Incidentally, the government’s decision on June 30 to continue with the weekend shutdown as a weapon to combat the pandemic seems to have been prompted by an over three-fold increase in COVID-19 cases in June, as compared to May. By May-end, the number of cases stood at 1,948 with seven deaths, while a month later, the numbers climbed to 7,065 and 25 respectively. That’s precisely after the return of the migrant workers and others based in different states.
According to experts, this upward trend of positive cases is likely to continue for “at least next three weeks.” “Infection is going to spread in the days to come,” cautioned a leading pulmonologist and critical care specialist in Odisha.
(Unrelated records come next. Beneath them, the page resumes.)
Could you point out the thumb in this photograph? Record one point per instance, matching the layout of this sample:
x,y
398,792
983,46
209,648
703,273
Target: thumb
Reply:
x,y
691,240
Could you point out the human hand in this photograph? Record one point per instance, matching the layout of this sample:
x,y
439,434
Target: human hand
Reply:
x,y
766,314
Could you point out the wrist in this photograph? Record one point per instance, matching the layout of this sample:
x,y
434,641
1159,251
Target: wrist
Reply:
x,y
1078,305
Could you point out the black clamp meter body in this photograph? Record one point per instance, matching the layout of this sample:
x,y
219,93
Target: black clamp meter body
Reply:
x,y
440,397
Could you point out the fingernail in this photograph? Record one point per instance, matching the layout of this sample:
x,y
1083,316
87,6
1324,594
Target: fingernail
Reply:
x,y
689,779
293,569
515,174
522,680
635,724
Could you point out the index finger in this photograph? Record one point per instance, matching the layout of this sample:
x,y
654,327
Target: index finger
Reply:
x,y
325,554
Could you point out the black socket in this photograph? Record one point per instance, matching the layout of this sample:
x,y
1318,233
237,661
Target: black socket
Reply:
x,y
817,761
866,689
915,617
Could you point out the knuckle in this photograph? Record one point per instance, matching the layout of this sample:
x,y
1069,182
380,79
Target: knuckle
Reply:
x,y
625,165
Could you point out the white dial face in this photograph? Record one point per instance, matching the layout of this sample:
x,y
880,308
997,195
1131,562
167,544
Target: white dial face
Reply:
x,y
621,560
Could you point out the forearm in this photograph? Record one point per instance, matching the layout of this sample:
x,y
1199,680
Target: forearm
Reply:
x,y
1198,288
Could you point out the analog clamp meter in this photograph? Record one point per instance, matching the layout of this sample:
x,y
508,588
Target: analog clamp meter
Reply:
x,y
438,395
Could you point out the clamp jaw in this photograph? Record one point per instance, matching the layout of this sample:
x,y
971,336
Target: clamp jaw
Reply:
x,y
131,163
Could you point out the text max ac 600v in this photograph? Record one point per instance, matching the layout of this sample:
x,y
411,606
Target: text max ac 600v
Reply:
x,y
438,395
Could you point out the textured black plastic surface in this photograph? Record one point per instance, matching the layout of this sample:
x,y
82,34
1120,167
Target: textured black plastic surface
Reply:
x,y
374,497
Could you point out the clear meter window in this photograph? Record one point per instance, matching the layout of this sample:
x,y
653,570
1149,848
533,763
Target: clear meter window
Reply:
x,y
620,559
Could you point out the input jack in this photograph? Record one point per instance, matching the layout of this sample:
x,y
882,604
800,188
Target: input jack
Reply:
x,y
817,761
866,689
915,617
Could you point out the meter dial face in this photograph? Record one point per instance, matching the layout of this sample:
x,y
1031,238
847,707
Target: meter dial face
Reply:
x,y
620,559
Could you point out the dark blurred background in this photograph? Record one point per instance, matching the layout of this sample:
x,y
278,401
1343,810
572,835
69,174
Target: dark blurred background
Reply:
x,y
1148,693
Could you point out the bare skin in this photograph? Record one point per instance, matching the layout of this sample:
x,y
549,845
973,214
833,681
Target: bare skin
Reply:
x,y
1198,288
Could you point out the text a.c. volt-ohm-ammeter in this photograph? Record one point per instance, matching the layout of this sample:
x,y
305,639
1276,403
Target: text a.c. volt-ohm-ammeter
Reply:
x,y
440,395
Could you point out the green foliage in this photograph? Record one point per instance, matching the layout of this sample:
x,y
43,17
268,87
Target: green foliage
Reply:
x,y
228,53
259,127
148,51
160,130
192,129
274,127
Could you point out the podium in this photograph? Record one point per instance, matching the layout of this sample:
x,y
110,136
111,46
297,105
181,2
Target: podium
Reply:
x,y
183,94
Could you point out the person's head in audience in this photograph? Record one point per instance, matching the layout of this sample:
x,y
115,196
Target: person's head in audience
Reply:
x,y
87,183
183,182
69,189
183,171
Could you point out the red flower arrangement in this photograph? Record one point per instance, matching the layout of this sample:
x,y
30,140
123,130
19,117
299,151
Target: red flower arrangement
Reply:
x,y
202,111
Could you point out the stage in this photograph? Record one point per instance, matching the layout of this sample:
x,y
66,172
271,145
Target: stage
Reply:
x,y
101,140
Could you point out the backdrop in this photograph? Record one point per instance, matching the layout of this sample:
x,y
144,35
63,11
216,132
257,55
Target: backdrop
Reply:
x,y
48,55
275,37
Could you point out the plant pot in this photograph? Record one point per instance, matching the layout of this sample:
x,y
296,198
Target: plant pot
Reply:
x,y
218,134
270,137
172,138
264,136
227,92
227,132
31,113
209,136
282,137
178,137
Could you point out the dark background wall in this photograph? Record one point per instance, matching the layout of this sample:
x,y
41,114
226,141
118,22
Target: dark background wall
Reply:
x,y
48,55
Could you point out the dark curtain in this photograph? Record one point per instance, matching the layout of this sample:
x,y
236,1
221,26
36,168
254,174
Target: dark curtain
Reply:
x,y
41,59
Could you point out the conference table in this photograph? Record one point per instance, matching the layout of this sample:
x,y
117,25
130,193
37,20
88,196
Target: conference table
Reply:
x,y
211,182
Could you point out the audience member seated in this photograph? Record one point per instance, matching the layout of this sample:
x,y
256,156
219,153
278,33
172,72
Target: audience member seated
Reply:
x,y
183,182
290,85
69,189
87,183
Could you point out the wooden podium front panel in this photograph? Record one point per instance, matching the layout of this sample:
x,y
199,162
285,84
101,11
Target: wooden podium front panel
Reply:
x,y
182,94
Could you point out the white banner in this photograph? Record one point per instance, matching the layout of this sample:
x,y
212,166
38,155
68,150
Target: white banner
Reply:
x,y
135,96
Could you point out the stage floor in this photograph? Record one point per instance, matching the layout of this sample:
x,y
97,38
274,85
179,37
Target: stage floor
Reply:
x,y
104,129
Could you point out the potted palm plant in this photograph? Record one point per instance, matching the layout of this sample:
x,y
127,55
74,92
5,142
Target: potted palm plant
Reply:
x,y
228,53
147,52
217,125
In such a scenario, experts suggest, the best way to avoid infection is to maintain social distancing and stay at home. “The need of the hour is that the people must realise that they could carry infections from anybody, anywhere. Therefore, they shouldn’t get out of home unless it’s urgent,” said the critical care specialist, adding, “The government is trying its best, so the public needs to cooperate to avert infection; otherwise, situation could further worsen.”
However, Dr (Brig) Panda said that we need not panic. “As compared to many other states, we are much better off,” he said. Advising people to take precaution, he said that with the COVID-19 knowledge still evolving, awareness programmes should continue. “Fatality rate in India is much less as compared to other countries. It’s a positive sign,” he added.
However, the rise in cases has sparked off a political war of words in Odisha with the Opposition BJP and Congress slamming the state government for alleged mismanagement of the migrant issue and conducting fewer number of tests.
Senior Congress leader Santosh Singh Saluja said the total number of COVID-19 positive cases in Odisha would have been more than a lakh had the state government conducted more tests. The government is just picking and choosing a few infected people from a large number of people already infected, said Saluja.
Meanwhile, state BJP’s general secretary Golak Mahapatra alleged that the state government has miserably failed in scaling up daily tests. “Chief Minister Naveen Patnaik had in April announced that the government would conduct 15,000 tests a day in June. It’s already July, and we are testing around 4,000-5,000 samples a day,” said Mahapatra.
However, the BJD rubbished the Opposition’s allegations. “In the interest of the 4.5 crore people of the state, we should unitedly fight against the pandemic,” said BJD spokesperson Lenin Mohanty, adding, “Let the opposition decide whether they want to fight against COVID-19 or the government.”